Ahmed al-Arqan (54), duduk di bawah atap yang dulunya merupakan rumah keluarganya. Rumah tiga lantai, di mana ia dan lima saudaranya tinggal bersama keluarga mereka di pemukiman Shujayea, kota Gaza, hampir seluruhnya hancur oleh rudal yang ditembakkan “Israel” dari sebuah pesawat tempur F16.
Seorang guru matematika, al-Arqan, seharusnya kembali ke sekolah dalam waktu kurang dari seminggu. Namun perang telah menghambat hal tersebut dan gagalnya pembicaraan gencatan senjata antara perunding “Israel” dan Palestina di Kairo membuat tahun ajaran baru di Gaza telah ditunda tanpa batas waktu yang jelas.
“Guru dan siswa membutuhkan setidaknya tiga minggu sebelum kembali ke sekolah,” ujar al Arqan kepada Al Jazeera
“Pihak berwenang juga harus menghapus beberapa bagian dari kurikulum untuk membuatnya lebih ringan bagi anak-anak.”
Serangan “Israel” di Gaza yang dimulai pada 8 Juli sampai saat ini telah membunuh lebih dari 2.000 warga Palestina termasuk 459 anak dan melukai 10.300 lainnya, menurut Kementerian Kesehatan Palestina di Gaza.
Di Gaza, listrik telah terputus selama sedikitnya 12 jam setiap hari, ujar laporan PBB, setelah bom tank “Israel” menghantam pembangkit listrik satu-satunya di Jalur Gaza pada 29 Juli, sedangkan kerusakan infrastruktur air setempat yang diperkirakan akan menelan biaya sekitar 34 juta USD.

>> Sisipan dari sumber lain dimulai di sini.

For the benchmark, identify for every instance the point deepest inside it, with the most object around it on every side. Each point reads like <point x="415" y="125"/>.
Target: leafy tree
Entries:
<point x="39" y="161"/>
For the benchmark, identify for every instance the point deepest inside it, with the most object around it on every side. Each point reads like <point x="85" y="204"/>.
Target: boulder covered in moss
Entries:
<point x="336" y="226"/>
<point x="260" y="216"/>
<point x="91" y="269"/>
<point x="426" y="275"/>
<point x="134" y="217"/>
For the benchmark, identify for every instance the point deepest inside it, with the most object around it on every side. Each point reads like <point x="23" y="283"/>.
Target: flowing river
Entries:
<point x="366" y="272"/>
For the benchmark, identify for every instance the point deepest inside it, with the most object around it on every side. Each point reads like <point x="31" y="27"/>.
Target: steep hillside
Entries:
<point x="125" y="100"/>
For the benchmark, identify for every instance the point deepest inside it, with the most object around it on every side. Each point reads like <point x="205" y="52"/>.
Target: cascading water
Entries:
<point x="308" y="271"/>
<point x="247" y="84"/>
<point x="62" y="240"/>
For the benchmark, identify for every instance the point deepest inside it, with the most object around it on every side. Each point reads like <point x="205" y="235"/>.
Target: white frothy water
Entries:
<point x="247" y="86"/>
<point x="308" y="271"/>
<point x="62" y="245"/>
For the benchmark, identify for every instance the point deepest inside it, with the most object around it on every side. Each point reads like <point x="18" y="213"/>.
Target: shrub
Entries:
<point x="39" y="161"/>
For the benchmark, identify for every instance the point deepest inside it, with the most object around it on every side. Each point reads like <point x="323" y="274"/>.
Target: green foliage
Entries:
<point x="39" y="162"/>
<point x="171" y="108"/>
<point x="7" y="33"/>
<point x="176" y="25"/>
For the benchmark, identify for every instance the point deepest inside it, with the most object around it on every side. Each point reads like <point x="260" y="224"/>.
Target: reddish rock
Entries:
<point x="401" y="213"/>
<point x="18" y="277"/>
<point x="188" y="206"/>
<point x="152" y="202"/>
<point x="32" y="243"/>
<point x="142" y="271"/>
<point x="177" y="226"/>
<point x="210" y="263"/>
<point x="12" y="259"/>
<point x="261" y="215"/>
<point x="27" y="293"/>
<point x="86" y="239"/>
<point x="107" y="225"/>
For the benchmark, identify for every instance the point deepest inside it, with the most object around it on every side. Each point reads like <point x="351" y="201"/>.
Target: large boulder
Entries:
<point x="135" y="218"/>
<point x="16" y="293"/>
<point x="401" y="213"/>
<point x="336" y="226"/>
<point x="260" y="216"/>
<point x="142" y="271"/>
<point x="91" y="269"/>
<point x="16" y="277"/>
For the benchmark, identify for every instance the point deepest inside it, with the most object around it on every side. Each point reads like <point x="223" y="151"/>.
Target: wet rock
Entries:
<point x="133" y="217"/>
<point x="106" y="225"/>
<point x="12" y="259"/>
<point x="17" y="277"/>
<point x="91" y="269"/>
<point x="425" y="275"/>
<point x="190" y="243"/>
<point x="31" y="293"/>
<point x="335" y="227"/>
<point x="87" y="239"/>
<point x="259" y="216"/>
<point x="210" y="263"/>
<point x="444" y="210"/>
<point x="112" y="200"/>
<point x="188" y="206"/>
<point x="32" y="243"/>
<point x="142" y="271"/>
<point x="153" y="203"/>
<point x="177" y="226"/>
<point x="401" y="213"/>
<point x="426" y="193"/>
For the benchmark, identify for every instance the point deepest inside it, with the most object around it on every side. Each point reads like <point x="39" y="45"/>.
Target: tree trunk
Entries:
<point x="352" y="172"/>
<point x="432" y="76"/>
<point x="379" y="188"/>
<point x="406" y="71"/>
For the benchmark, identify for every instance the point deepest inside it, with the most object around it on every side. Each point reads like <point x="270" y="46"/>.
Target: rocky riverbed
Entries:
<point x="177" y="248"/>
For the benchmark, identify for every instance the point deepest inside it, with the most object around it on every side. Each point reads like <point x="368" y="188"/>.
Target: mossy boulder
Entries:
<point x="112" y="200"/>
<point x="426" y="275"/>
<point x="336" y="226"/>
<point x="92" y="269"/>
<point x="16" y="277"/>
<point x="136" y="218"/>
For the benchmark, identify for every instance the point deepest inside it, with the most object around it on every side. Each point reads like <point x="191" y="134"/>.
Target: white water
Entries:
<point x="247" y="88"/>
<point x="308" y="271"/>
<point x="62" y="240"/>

Tembakan “Israel” juga menghantam tiga sekolah yang dikelola PBB yang dijadikan sebagai penampungan di Jalur Gaza utara dan di kota perbatasan Rafah selama serangan pada bulan Agustus yang menewaskan sedikitnya 46 orang.

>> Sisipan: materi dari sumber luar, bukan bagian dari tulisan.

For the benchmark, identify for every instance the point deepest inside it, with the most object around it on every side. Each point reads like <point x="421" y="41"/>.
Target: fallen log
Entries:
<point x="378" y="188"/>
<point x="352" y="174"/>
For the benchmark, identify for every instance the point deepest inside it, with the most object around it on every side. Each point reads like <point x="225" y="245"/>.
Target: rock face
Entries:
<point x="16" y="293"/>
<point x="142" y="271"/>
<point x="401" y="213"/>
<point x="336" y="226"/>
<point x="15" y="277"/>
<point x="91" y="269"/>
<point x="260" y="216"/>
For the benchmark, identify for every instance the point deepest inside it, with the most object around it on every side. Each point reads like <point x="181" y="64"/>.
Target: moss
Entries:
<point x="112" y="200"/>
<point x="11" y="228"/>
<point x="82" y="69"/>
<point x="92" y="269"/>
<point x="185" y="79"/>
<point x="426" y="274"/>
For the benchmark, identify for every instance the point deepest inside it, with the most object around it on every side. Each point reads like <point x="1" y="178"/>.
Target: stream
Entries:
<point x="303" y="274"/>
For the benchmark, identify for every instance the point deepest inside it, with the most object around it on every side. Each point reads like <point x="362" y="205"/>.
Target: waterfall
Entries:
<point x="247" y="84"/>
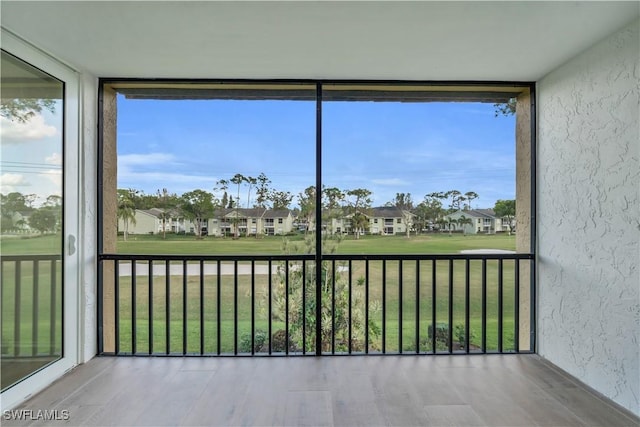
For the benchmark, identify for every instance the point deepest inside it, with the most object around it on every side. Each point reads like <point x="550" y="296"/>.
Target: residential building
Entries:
<point x="572" y="68"/>
<point x="251" y="222"/>
<point x="481" y="221"/>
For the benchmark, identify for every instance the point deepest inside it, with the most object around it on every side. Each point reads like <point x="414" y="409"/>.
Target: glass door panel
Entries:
<point x="32" y="200"/>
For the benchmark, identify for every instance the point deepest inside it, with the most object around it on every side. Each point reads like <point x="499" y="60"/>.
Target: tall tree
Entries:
<point x="126" y="208"/>
<point x="222" y="185"/>
<point x="280" y="199"/>
<point x="404" y="203"/>
<point x="455" y="199"/>
<point x="430" y="209"/>
<point x="54" y="202"/>
<point x="307" y="203"/>
<point x="506" y="209"/>
<point x="505" y="108"/>
<point x="251" y="181"/>
<point x="359" y="203"/>
<point x="237" y="179"/>
<point x="469" y="197"/>
<point x="262" y="191"/>
<point x="463" y="220"/>
<point x="43" y="219"/>
<point x="198" y="206"/>
<point x="163" y="199"/>
<point x="21" y="110"/>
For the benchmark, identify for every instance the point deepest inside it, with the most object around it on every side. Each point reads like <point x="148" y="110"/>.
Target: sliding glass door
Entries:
<point x="39" y="269"/>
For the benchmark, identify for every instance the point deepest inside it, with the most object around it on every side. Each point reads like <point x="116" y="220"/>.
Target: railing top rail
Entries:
<point x="311" y="257"/>
<point x="54" y="257"/>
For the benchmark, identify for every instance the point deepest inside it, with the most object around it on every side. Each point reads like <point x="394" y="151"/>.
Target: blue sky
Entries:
<point x="31" y="155"/>
<point x="385" y="147"/>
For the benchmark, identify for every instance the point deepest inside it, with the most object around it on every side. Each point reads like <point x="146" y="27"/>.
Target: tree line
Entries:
<point x="236" y="192"/>
<point x="17" y="211"/>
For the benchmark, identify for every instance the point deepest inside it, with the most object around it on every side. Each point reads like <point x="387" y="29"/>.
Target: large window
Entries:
<point x="352" y="181"/>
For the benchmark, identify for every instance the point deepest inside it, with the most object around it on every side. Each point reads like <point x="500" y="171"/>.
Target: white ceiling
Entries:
<point x="510" y="41"/>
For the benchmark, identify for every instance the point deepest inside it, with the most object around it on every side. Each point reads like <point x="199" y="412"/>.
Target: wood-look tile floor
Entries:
<point x="493" y="390"/>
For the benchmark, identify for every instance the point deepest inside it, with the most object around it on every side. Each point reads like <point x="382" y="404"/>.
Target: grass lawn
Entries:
<point x="427" y="243"/>
<point x="391" y="304"/>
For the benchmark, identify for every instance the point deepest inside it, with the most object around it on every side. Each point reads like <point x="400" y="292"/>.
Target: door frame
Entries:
<point x="71" y="302"/>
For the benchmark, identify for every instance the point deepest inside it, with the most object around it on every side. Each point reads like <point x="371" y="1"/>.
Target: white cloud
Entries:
<point x="55" y="177"/>
<point x="33" y="130"/>
<point x="54" y="159"/>
<point x="390" y="181"/>
<point x="10" y="182"/>
<point x="128" y="160"/>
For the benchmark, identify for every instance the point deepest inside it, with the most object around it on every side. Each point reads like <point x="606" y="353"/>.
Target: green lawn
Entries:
<point x="436" y="243"/>
<point x="431" y="243"/>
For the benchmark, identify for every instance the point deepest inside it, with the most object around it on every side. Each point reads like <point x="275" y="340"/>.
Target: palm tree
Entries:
<point x="237" y="179"/>
<point x="462" y="221"/>
<point x="451" y="222"/>
<point x="469" y="196"/>
<point x="126" y="210"/>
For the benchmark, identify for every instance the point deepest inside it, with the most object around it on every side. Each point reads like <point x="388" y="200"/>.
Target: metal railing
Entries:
<point x="31" y="295"/>
<point x="271" y="305"/>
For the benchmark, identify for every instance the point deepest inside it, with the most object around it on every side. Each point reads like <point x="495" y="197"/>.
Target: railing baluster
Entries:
<point x="286" y="309"/>
<point x="34" y="314"/>
<point x="202" y="307"/>
<point x="366" y="306"/>
<point x="434" y="281"/>
<point x="52" y="313"/>
<point x="304" y="306"/>
<point x="400" y="306"/>
<point x="167" y="318"/>
<point x="116" y="296"/>
<point x="516" y="308"/>
<point x="235" y="307"/>
<point x="455" y="285"/>
<point x="450" y="343"/>
<point x="253" y="307"/>
<point x="384" y="306"/>
<point x="350" y="295"/>
<point x="500" y="305"/>
<point x="133" y="306"/>
<point x="417" y="306"/>
<point x="484" y="305"/>
<point x="150" y="306"/>
<point x="467" y="296"/>
<point x="16" y="308"/>
<point x="269" y="284"/>
<point x="218" y="307"/>
<point x="333" y="306"/>
<point x="185" y="275"/>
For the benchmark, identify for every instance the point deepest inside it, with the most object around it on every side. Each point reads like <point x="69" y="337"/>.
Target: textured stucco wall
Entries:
<point x="88" y="221"/>
<point x="589" y="217"/>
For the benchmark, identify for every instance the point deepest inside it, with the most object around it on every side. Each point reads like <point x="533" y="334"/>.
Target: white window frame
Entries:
<point x="72" y="333"/>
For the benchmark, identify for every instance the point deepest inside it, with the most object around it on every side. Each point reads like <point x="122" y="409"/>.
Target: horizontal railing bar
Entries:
<point x="298" y="354"/>
<point x="327" y="257"/>
<point x="54" y="257"/>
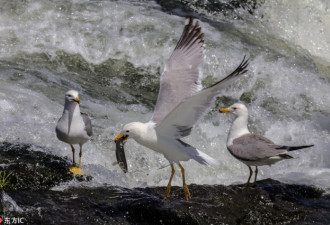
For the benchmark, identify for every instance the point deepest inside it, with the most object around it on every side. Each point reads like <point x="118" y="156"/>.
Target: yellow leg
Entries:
<point x="185" y="187"/>
<point x="77" y="170"/>
<point x="247" y="183"/>
<point x="168" y="189"/>
<point x="73" y="150"/>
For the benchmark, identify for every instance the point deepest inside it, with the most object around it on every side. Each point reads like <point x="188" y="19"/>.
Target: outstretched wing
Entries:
<point x="181" y="120"/>
<point x="180" y="77"/>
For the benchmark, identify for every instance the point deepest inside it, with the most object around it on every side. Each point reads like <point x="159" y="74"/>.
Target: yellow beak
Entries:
<point x="76" y="99"/>
<point x="224" y="110"/>
<point x="118" y="137"/>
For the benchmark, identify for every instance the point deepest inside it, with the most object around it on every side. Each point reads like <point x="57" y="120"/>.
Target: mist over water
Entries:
<point x="113" y="53"/>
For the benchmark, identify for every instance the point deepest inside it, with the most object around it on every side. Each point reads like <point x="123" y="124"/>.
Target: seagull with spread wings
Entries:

“Secara psikologis saya mengalami kelelahan karena perang belum berakhir. Kami tidak bisa bersantai selama liburan musim panas. Pakaian dan barang-barang kami tetap berada di bawah reruntuhan. Kami melarikan diri dengan pakaian yang kami kenakan,” ungkap al-Arqan.
Sedikitnya 231 sekolah telah dihancurkan selama agresi militer brutal “Israel” di Jalur Gaza di mana diperkirakan sekitar 380.000 warga Palestina mengungsi di sana.
“Guru perlu liburan setiap tahun sehingga mereka bisa mengajar dengan baik. Tahun ini, perjalanan kami adalah dengan kematian dan kehancuran,” lanjut al Arqan sambil menyaksikan puing-puing di sekitar rumahnya.
Tahun ajaran baru seharusnya dimulai pada 24 Agustus, namun dengan perang yang masih berkecamuk, hal itu ditunda tanpa batas waktu, menurut Ziad Thabet, wakil menteri pendidikan di Gaza. Thabet mengatakan kepada Al Jazeera bahwa siswa akan diberikan waktu dua minggu setelah pertempuran berakhir sebelum mereka diminta untuk datang kembali ke sekolah.
Seperti semua warga Palestina di Gaza, para siswa juga berjuang di bawah bombardir “Israel”.
“Kami tidak menikmati liburan musim panas kami, itu tidak terasa seperti liburan,” ujar Mohammed Abu Shehada, murid kelas delapan yang telah tinggal dengan keluarganya di sekolah persiapan Al-Remal di kota Gaza dalam sebulan terakhir.
Duduk di atas meja yang ditempatkan di luar kelas dengan 30 orang lainnya, Shehada mengatakan : “Kami butuh hari libur dalam pertukaran untuk setiap hari yang kami habiskan di sini, di sekolah. Saya tidak ingin meninggalkan sekolah sebagai seorang pengungsi dan kembali minggu depan sebagai siswa.”
Selama gencatan senjata lima hari baru-baru ini, Shehada pergi ke lingkungannya di Tofah, timur kota Gaza, menghibur temannya, Ziad, yang kehilangan beberapa anggota keluarganya dalam serangan udara yang menghantam rumah mereka.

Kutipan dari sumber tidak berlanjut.